= Paola Navone =

Italian designer

Paola Navone is an Italian architect and designer. She was born 1950 in Turin, Italy.

==Early life and education==
She grew up in Turin and went on to study at the Polytechnic University in the city and graduated in 1973. While she was there she studied architecture and after moved to Milan to start her life as a designer.

==Career==
Paola Navone has worked in many creative industries as an architect, product designer, business consultant, interior designer, shop and restaurant designer, exhibition and event organizer, lecturer and teacher. She is a self-proclaimed work addict with many skills and passions. Her clients have included Driade, Swarovski, Abet Laminati, Casamilano, Alessi, Knoll International, Cappellini, Roche Bobois, Armani Casa, Martinelli Luce, and Habitat.
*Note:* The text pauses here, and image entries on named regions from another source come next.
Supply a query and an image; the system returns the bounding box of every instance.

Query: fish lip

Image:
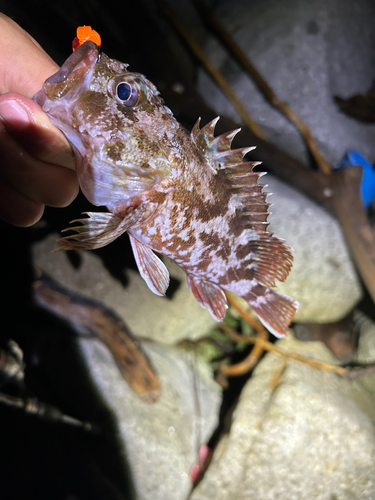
[32,41,100,108]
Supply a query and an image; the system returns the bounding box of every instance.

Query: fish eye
[111,76,142,108]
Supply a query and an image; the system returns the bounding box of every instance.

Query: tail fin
[247,285,299,338]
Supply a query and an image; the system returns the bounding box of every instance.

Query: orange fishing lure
[73,26,102,52]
From 1970-1980, she made her way up by working alongside Alessandro Mendini, Ettore Sottsass Jr, and Andrea Branzi in a group called Alchimia.

Navone has always had a disregard for convention, which she developed during her time with the 'antidesign' rebels led by Mendini and Sottsass. 'It was crazy, what we did. Working like mad to produce the utterly useless,' she says. 'But it was a catalyst. It produced a lot of energy and gradually, much later, our inventive thinking has been absorbed by industry.'

In 1983, she won the prestigious Osaka International Design Award for Abet Laminati. She was supposed to enter only one design but instead she entered 50 because she could not pick just one. In her later works, she has collaborated with Crate & Barrel and Anthropologie.

In 2023 she organised an exhibition titled Take It Or Leave It at the annual Milan Furniture Fair. The unusual show presents hundreds of objects and curiosities selected by the designer to be distributed to the holders of a winning ticket thus transforming each object through "a radical form of upcycling and reuse."